The Yankees shoot back.
Moore sometimes escapes the fierce fighting, victorious and unscathed. During other skirmishes he will "take a hit" and drop to the ground like a slow-handed gunfighter in a Western movie.
If mortally wounded, he will do his best to lie there still as a statue. "You try," Moore said, "not to fall in a fire-ant bed."
Those noisy engagements continue for a predetermined period, at the end of which the volunteer actors -- dead and alive -- dust themselves off and return to the comforts of the 21st century, each side harboring no ill will toward the other. In defeat, the sons of the South can find a measure of solace in Scarlett O'Hara's declaration of unwavering optimism: "Tomorrow is another day."
150th anniversary
This is Confederate History and Heritage month.

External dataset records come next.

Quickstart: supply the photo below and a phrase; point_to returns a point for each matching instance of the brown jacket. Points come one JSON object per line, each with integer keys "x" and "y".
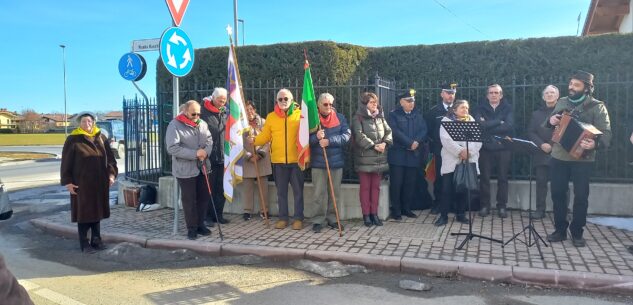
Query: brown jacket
{"x": 264, "y": 151}
{"x": 11, "y": 292}
{"x": 88, "y": 165}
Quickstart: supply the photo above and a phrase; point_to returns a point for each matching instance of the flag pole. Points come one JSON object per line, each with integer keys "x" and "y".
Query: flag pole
{"x": 262, "y": 200}
{"x": 329, "y": 176}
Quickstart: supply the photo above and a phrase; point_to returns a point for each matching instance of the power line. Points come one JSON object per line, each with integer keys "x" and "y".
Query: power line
{"x": 460, "y": 19}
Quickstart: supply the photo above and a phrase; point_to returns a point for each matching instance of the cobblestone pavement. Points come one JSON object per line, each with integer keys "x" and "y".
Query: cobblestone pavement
{"x": 605, "y": 253}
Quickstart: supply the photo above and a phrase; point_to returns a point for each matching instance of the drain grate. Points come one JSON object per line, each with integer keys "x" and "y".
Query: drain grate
{"x": 425, "y": 231}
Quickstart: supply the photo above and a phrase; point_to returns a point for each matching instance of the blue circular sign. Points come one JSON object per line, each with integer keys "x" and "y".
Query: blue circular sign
{"x": 176, "y": 52}
{"x": 132, "y": 67}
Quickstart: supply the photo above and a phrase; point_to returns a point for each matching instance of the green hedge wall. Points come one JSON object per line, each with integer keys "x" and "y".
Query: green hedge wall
{"x": 483, "y": 60}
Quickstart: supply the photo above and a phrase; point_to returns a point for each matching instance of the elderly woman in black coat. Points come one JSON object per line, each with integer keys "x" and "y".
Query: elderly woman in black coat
{"x": 88, "y": 170}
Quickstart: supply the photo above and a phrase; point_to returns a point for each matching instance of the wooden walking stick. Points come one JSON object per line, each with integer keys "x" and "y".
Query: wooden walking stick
{"x": 329, "y": 176}
{"x": 262, "y": 201}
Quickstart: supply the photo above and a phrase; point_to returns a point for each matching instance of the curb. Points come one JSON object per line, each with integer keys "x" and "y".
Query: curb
{"x": 494, "y": 273}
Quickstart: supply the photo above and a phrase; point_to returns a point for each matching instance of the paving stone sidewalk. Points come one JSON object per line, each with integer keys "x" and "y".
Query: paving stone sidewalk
{"x": 606, "y": 252}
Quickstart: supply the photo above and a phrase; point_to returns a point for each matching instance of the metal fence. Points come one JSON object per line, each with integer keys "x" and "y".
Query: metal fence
{"x": 613, "y": 165}
{"x": 142, "y": 140}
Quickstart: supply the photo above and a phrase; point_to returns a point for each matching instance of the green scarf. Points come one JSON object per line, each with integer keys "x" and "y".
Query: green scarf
{"x": 79, "y": 131}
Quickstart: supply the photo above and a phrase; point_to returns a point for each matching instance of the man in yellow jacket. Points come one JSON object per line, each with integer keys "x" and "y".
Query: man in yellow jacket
{"x": 281, "y": 129}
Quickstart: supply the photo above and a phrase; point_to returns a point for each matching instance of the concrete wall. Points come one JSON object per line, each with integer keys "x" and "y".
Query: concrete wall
{"x": 606, "y": 199}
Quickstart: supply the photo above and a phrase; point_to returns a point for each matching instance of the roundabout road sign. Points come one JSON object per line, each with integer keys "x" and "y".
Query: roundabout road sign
{"x": 132, "y": 67}
{"x": 176, "y": 52}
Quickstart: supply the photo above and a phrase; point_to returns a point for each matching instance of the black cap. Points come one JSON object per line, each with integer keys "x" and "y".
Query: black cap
{"x": 449, "y": 87}
{"x": 583, "y": 76}
{"x": 409, "y": 95}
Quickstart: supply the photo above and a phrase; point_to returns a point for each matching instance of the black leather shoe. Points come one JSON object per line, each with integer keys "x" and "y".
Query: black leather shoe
{"x": 334, "y": 225}
{"x": 367, "y": 221}
{"x": 97, "y": 244}
{"x": 557, "y": 236}
{"x": 409, "y": 214}
{"x": 435, "y": 210}
{"x": 538, "y": 214}
{"x": 502, "y": 213}
{"x": 192, "y": 234}
{"x": 462, "y": 218}
{"x": 441, "y": 221}
{"x": 203, "y": 231}
{"x": 375, "y": 220}
{"x": 578, "y": 241}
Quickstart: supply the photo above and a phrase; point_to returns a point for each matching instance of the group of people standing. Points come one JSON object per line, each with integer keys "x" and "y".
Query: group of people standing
{"x": 394, "y": 143}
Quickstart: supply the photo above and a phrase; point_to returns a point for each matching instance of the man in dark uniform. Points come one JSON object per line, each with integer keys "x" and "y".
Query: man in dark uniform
{"x": 433, "y": 119}
{"x": 565, "y": 168}
{"x": 496, "y": 119}
{"x": 409, "y": 132}
{"x": 214, "y": 114}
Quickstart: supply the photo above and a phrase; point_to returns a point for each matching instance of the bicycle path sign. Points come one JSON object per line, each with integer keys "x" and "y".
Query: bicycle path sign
{"x": 176, "y": 52}
{"x": 132, "y": 67}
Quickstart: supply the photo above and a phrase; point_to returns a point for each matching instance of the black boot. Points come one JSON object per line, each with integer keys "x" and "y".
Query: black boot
{"x": 375, "y": 220}
{"x": 367, "y": 221}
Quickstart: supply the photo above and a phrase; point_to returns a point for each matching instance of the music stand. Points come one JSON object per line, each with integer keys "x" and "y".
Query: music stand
{"x": 528, "y": 147}
{"x": 466, "y": 132}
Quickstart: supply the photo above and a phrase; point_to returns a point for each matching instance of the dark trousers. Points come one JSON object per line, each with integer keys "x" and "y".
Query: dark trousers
{"x": 437, "y": 185}
{"x": 401, "y": 188}
{"x": 217, "y": 190}
{"x": 578, "y": 173}
{"x": 285, "y": 174}
{"x": 541, "y": 174}
{"x": 195, "y": 198}
{"x": 451, "y": 198}
{"x": 488, "y": 159}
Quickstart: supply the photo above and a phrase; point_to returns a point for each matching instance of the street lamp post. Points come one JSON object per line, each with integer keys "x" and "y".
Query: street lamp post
{"x": 243, "y": 29}
{"x": 65, "y": 112}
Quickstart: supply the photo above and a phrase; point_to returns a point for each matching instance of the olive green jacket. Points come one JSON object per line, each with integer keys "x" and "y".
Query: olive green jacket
{"x": 590, "y": 111}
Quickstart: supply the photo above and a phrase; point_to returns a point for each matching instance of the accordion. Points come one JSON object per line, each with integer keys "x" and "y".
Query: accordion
{"x": 570, "y": 132}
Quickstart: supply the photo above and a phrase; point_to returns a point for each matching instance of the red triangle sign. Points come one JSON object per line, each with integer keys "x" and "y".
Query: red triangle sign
{"x": 177, "y": 9}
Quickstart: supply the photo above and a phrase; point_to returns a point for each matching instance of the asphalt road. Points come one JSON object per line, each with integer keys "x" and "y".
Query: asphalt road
{"x": 55, "y": 272}
{"x": 28, "y": 174}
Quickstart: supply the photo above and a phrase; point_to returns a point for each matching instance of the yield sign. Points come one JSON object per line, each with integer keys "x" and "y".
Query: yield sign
{"x": 177, "y": 9}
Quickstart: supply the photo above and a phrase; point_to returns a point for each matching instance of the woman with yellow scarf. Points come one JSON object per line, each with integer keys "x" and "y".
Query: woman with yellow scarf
{"x": 453, "y": 153}
{"x": 88, "y": 170}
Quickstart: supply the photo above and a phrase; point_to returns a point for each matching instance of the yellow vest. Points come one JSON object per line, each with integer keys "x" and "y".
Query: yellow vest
{"x": 282, "y": 133}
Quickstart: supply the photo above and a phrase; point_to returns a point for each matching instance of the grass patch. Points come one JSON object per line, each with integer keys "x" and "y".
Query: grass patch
{"x": 32, "y": 139}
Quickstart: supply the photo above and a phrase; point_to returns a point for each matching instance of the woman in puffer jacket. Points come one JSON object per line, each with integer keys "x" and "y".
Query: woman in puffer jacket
{"x": 453, "y": 153}
{"x": 371, "y": 135}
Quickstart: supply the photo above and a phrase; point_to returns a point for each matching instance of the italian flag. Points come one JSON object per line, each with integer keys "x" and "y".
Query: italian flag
{"x": 309, "y": 118}
{"x": 236, "y": 125}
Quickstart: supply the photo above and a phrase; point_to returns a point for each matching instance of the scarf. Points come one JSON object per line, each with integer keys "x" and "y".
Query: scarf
{"x": 79, "y": 131}
{"x": 209, "y": 105}
{"x": 185, "y": 120}
{"x": 329, "y": 121}
{"x": 283, "y": 114}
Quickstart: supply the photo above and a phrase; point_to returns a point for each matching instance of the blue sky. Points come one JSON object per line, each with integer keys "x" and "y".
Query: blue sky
{"x": 98, "y": 33}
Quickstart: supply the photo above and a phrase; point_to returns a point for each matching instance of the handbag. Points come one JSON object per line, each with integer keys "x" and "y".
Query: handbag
{"x": 465, "y": 177}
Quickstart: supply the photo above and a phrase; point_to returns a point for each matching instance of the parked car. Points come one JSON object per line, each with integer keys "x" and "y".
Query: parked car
{"x": 113, "y": 130}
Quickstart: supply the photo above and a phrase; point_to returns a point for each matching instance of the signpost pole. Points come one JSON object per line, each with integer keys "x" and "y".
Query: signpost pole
{"x": 176, "y": 111}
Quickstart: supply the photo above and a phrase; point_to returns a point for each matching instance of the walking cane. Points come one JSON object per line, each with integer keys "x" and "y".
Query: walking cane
{"x": 206, "y": 178}
{"x": 262, "y": 201}
{"x": 329, "y": 175}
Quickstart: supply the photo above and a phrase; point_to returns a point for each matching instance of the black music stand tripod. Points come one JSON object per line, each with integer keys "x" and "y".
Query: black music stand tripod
{"x": 466, "y": 132}
{"x": 528, "y": 147}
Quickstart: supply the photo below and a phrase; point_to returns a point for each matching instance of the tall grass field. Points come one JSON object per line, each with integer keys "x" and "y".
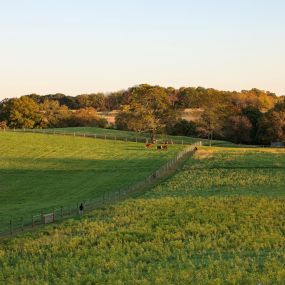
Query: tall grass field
{"x": 219, "y": 220}
{"x": 42, "y": 172}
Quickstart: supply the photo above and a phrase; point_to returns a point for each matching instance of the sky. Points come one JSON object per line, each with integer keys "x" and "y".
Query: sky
{"x": 84, "y": 46}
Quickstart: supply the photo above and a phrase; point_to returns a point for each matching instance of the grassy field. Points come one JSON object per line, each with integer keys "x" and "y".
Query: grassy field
{"x": 219, "y": 220}
{"x": 132, "y": 135}
{"x": 42, "y": 172}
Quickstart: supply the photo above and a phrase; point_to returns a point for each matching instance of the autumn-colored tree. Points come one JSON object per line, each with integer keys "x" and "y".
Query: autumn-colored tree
{"x": 271, "y": 127}
{"x": 24, "y": 113}
{"x": 150, "y": 110}
{"x": 3, "y": 125}
{"x": 86, "y": 117}
{"x": 54, "y": 115}
{"x": 239, "y": 129}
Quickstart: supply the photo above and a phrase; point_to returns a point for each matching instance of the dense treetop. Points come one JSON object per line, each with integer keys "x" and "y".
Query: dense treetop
{"x": 249, "y": 116}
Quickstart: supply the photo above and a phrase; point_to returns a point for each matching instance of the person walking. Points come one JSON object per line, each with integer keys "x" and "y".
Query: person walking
{"x": 81, "y": 208}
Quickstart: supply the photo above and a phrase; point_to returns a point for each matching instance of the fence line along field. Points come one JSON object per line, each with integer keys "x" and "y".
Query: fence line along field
{"x": 219, "y": 220}
{"x": 111, "y": 133}
{"x": 39, "y": 172}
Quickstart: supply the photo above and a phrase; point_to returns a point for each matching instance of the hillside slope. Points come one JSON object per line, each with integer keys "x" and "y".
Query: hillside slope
{"x": 220, "y": 220}
{"x": 40, "y": 172}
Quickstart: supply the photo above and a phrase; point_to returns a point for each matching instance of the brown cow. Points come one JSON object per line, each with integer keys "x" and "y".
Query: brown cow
{"x": 164, "y": 147}
{"x": 149, "y": 145}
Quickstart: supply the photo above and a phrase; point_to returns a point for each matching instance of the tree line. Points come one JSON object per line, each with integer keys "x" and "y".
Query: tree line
{"x": 249, "y": 116}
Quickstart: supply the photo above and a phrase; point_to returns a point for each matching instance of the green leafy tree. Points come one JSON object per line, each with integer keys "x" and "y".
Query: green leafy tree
{"x": 271, "y": 127}
{"x": 53, "y": 114}
{"x": 24, "y": 113}
{"x": 150, "y": 110}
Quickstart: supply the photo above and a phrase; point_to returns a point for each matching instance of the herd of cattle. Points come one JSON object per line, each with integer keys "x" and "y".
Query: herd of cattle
{"x": 163, "y": 146}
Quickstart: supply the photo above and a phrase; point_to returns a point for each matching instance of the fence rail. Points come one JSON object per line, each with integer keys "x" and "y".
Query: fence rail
{"x": 97, "y": 136}
{"x": 16, "y": 225}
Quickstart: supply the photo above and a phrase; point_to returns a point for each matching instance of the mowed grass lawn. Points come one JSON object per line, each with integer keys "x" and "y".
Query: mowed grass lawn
{"x": 219, "y": 220}
{"x": 40, "y": 172}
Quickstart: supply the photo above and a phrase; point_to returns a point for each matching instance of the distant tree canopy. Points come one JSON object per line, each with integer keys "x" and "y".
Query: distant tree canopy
{"x": 149, "y": 110}
{"x": 250, "y": 116}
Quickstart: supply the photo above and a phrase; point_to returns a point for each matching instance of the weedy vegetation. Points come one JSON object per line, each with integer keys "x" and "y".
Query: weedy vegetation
{"x": 219, "y": 220}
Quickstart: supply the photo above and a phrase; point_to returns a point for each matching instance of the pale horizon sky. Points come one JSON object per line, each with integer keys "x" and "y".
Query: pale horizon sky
{"x": 75, "y": 47}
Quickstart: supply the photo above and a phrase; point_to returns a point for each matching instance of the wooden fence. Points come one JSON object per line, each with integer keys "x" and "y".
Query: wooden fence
{"x": 98, "y": 136}
{"x": 16, "y": 225}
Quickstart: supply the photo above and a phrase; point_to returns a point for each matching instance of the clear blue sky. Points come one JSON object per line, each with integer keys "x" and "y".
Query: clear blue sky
{"x": 83, "y": 46}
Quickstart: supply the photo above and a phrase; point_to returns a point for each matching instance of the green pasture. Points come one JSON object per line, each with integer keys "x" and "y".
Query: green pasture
{"x": 132, "y": 135}
{"x": 41, "y": 172}
{"x": 218, "y": 220}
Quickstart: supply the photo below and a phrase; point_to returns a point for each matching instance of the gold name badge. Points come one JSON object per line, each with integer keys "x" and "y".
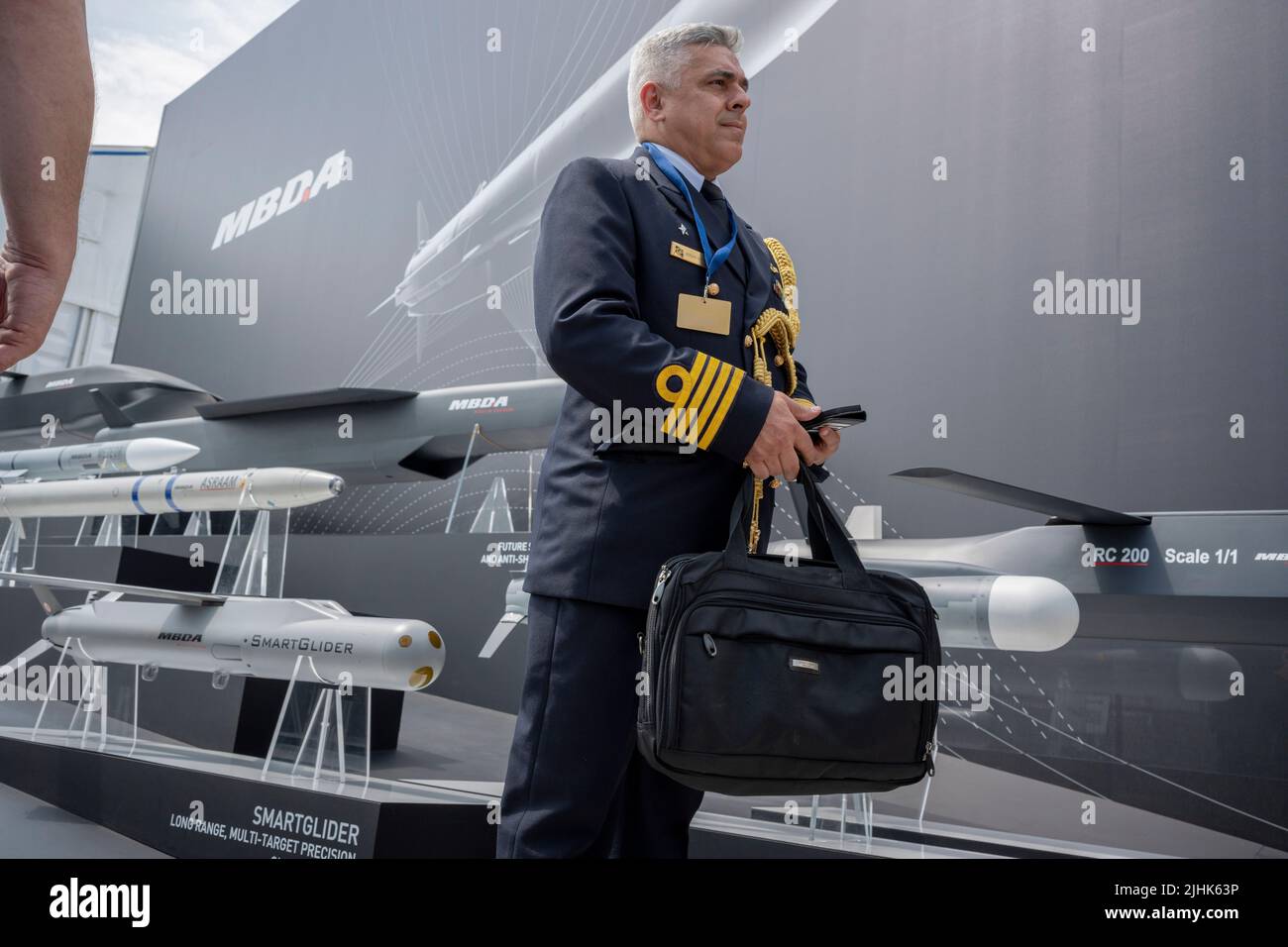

Every April and throughout the year, Moore and other Texans travel to locations near and far to participate in these outdoor living history events. Civil War battles are re-enacted almost every weekend somewhere.
Interest in the most divisive period in U.S. history is expected to increase in the next few years as tens of thousands of Confederate and Union re-enactors commemorate the 150th anniversaries of major battles. Bull Run. Antietam. Chancellorsville. Gettysburg. Chickamauga.
Moore's outfit -- the Coryell County Sharpshooters -- and other re-enactment groups, including one from Tuscaloosa, Ala., staged two battles last weekend at the Confederate Reunion Grounds State Historic Site, a wooded 76-acre property near Mexia.
No Civil War battle was fought there, but 3 of 4 free men in Limestone County served in the Confederate army. Half were killed, wounded, went missing or developed chronic conditions that led to death. Moore can't tell you the total number of Federals he has "shot" over the years, nor can he estimate the number of times he has gone down while defending the honor of his ancestor from Rusk who fought in the Battle of Vicksburg in 1863.
Sometimes casualties are scripted. "Years ago, they lined you up and counted off, 'One, two, three ... one, two, three,'" Moore said, pointing in pantomime. "All the 'threes' died when a flag was raised." Now, he said, a re-enactor's destiny is usually left up to individual discretion.
"If it's real hot," Moore said, "and I'm tarred" -- tired -- "I'll get shot and lay down with my canteen."
The retired Texas prison system employee is a pleasant, outgoing fellow, blessed with a sense of humor and a gift for making music. He plays the banjo and the fiddle, but, as he observes with a grin, "not at the same time." Away from the battlefield, he enjoys picking his Earl Scruggs banjo and sawing jigs and reels on a vintage fiddle.